Say I have a data frame like the following:
mydf <- data.frame(id=LETTERS, locus=c(rep("alpha",14),rep("beta",12)),
group=c(rep(1,2),rep(2,6),rep(3,6),rep(4,4),rep(5,4),rep(6,4)),
pair=c(1:12,14,15,3,4,6,8,9:16))
which looks like this:
> mydf
id locus group pair
1 A alpha 1 1
2 B alpha 1 2
3 C alpha 2 3
4 D alpha 2 4
5 E alpha 2 5
6 F alpha 2 6
7 G alpha 2 7
8 H alpha 2 8
9 I alpha 3 9
10 J alpha 3 10
11 K alpha 3 11
12 L alpha 3 12
13 M alpha 3 14
14 N alpha 3 15
15 O beta 4 3
16 P beta 4 4
17 Q beta 4 6
18 R beta 4 8
19 S beta 5 9
20 T beta 5 10
21 U beta 5 11
22 V beta 5 12
23 W beta 6 13
24 X beta 6 14
25 Y beta 6 15
26 Z beta 6 16
It has an id
column as a primary key, and ids
are divided into locus
alpha and beta. Each id
in alpha should have a pair in beta (column pair
), though there might be cases of orphan alpha or beta ids
(due to prior filtering).
ids
are also grouped in different groups (column group
), which were defined on a per-locus basis.
Now I want to define another grouping variable new_group
that reflects the alpha–beta pairing information.
This seems very straightforward visually, but I am struggling to define the rules in an automatic way, so that every possible situation is taken into account.

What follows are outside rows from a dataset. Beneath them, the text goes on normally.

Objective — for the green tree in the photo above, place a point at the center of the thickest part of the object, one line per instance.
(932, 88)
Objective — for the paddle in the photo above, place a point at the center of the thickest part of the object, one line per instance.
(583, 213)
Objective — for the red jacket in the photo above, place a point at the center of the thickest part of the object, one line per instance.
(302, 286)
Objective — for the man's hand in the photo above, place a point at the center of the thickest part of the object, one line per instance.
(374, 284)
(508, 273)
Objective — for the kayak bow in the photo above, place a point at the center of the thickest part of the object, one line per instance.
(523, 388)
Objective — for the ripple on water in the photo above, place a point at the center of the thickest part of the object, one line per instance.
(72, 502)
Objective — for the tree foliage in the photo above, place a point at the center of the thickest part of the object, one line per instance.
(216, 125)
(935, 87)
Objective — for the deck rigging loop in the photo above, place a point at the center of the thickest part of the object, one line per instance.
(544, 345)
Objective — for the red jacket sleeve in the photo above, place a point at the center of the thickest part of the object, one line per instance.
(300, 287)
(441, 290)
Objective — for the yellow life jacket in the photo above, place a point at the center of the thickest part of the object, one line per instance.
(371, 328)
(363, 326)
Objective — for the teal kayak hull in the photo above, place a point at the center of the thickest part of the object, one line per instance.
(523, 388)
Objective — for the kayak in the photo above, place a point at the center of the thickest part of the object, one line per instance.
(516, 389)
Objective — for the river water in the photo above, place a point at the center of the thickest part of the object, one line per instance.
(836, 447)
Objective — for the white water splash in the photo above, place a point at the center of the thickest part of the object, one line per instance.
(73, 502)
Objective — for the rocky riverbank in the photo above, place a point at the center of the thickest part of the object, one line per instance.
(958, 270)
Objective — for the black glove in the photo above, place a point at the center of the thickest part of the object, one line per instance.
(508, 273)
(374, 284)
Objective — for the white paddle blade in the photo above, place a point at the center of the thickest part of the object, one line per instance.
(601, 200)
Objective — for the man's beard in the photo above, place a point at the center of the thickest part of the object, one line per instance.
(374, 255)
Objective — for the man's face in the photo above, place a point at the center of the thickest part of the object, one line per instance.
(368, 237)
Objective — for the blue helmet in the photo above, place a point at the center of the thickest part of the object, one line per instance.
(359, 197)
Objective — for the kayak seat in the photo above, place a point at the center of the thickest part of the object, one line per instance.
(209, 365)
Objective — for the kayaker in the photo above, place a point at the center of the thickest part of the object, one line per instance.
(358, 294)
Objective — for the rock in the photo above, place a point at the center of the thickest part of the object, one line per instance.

The desired output for the example data frame above would be the following (colors just for guidance):
Note that I only define a new_group
when pair
information is found, so ids
A and B do not belong to any new_group
.
ids
C, D, F and H have pair
information in beta, so they all constitute new_group
1; since ids
E and G belong to the same group, they are pooled together (even if they do not have pair
information).
ids
from I to N have pair information in beta grouped in different groups, so new_group
2 has to be split in beta into 2a and 2b.

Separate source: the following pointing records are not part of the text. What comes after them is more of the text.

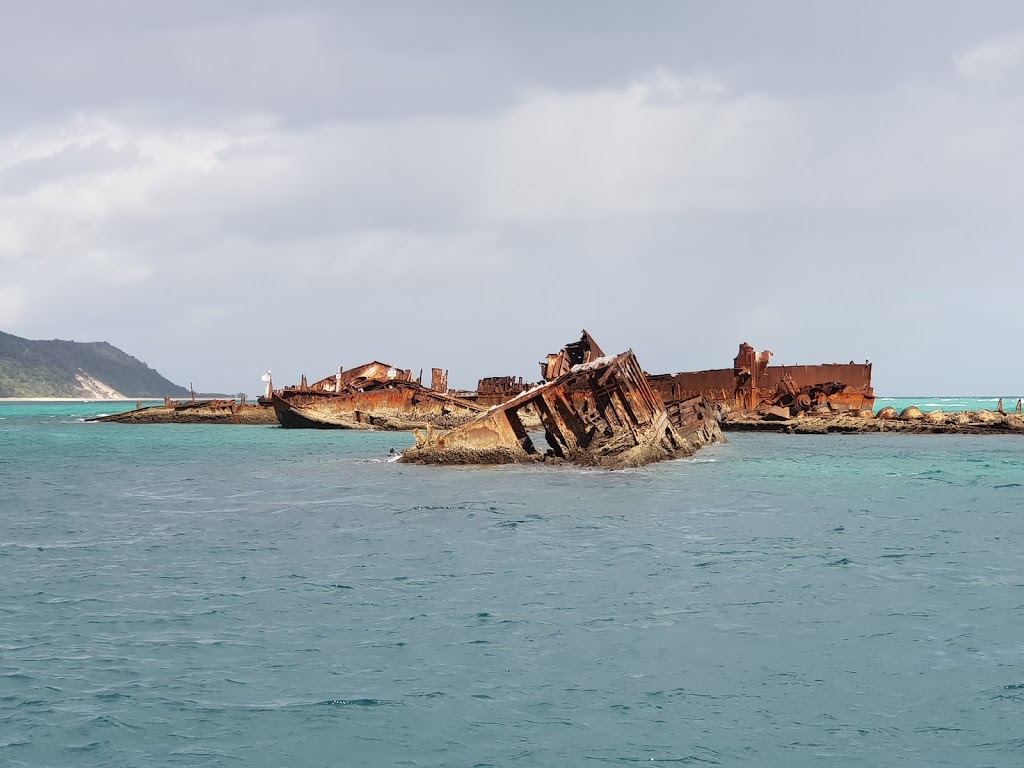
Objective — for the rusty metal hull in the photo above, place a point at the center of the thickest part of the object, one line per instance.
(602, 413)
(399, 407)
(753, 385)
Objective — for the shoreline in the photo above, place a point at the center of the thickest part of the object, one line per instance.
(81, 399)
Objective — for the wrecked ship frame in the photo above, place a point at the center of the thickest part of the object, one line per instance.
(602, 413)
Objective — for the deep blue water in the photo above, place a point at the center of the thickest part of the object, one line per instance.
(220, 596)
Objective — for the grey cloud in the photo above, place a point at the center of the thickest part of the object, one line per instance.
(466, 184)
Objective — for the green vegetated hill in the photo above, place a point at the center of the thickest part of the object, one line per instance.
(70, 369)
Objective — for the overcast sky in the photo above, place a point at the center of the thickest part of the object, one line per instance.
(221, 187)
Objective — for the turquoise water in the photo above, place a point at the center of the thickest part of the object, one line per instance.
(948, 403)
(220, 596)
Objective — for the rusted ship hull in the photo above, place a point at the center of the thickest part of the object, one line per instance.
(602, 413)
(752, 385)
(399, 407)
(195, 412)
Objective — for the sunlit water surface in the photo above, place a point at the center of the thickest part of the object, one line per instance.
(253, 596)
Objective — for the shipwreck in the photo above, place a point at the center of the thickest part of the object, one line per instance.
(593, 410)
(756, 389)
(375, 395)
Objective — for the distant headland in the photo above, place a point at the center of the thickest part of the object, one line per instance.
(77, 370)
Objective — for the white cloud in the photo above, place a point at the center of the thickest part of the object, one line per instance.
(990, 60)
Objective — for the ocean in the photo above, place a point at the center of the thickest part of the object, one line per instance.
(178, 595)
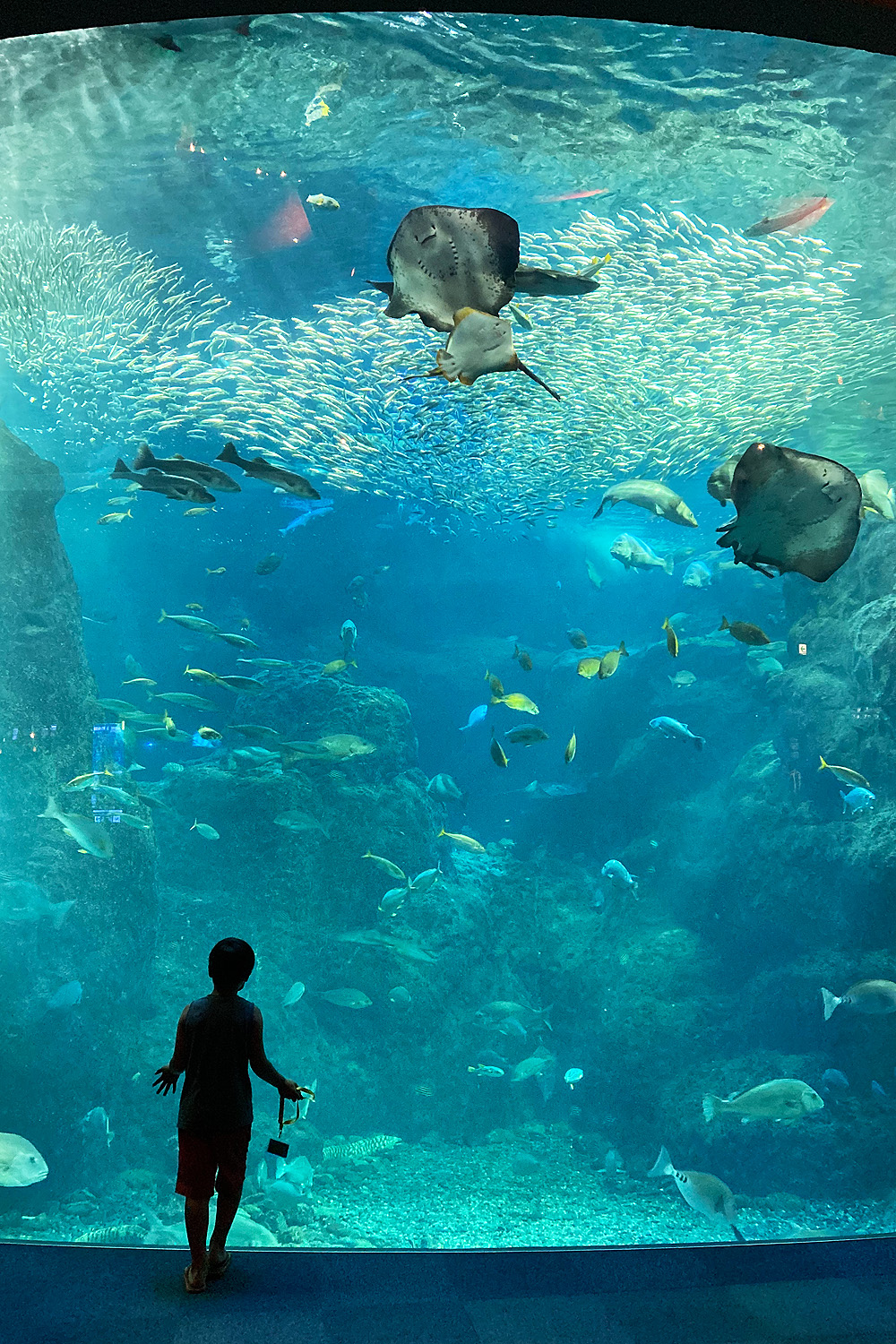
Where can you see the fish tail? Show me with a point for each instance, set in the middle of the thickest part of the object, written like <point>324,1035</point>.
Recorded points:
<point>662,1166</point>
<point>712,1107</point>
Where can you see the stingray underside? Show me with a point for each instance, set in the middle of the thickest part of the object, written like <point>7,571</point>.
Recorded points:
<point>796,513</point>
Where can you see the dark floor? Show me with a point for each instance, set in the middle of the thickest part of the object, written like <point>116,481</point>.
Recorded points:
<point>841,1293</point>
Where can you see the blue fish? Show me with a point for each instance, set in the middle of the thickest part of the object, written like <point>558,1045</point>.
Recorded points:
<point>306,511</point>
<point>857,800</point>
<point>476,717</point>
<point>672,728</point>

Essentially, rules would be:
- make a new group when at least one id of a group contains pair info in the other locus
- for ids without pair info, pool them into the same new group if other ids from their group have paired info
- groups in alpha can be paired to multiple groups in beta, and conversely groups in beta can be paired to multiple groups in alpha, in which case letter suffixes are used
- anything else I’m not thinking about…
I’m honestly not sure how to get this started… Any hint would be appreciated!